Simfactory: potentially serious problem with CACHE directory in the simulations directory

Issue #1772 closed
Bruno Mundim created an issue

Is the directory CACHE in the simulation directory really necessary? We are talking about executables with at most 400MB of size, which is nothing compared to current HPC storage systems.

I think I might have found a design flaw on simfactory use of CACHE directory which can go unnoticed until it is too late with potential loss of thousands of SUs. Suppose we have the following situation:

1) We build a configuration A and send a simulation A1 with with parameter file 1. So simfactory copies the executable from configuration A to simulation A1 simfactory directory and creates a symlink from /scratch/simulations/CACHE/exe/cactus_A to /scratch/simulations/A1/SIMFACTORY/exe/cactus_A.

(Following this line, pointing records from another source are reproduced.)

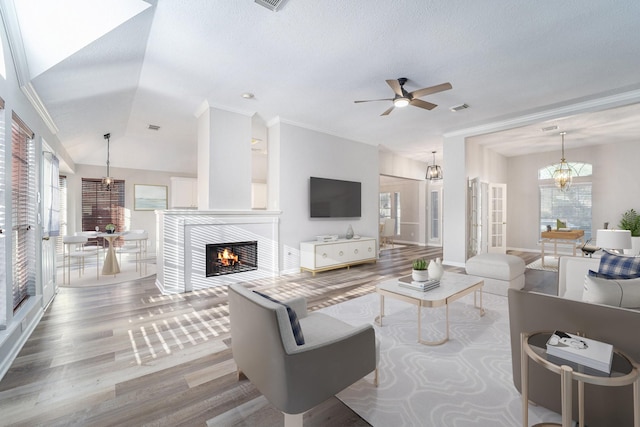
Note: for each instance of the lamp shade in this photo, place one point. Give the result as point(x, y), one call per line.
point(613, 239)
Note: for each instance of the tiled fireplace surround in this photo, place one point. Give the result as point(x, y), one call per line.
point(184, 234)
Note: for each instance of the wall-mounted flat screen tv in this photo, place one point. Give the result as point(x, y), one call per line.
point(332, 198)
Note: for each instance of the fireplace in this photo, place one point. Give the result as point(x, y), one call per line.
point(230, 258)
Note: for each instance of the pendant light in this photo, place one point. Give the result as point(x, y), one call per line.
point(107, 180)
point(434, 172)
point(563, 175)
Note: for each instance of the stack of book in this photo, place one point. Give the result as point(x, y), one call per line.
point(580, 350)
point(409, 283)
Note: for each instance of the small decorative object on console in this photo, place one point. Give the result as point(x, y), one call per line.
point(584, 351)
point(420, 272)
point(349, 234)
point(436, 270)
point(409, 283)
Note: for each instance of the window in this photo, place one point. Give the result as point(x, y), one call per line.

2) We then create a new simulation A2 with a different parameter file 2. This time simfactory symlink the simulation executable /scratch/simulations/A2/SIMFACTORY/exe/cactus_A to the cached one /scratch/simulations/CACHE/exe/cactus_A.

3) After a few days (or restarts) of simulations A1 and A2, you come up with a better idea/fix/new parameter which requires to recompile your configuration A. Note that we don't want to build a new configuration from scratch since cactus configurations consume both a lot of time and space to build. So you rebuild your configuration A and its executable cactus_A is updated.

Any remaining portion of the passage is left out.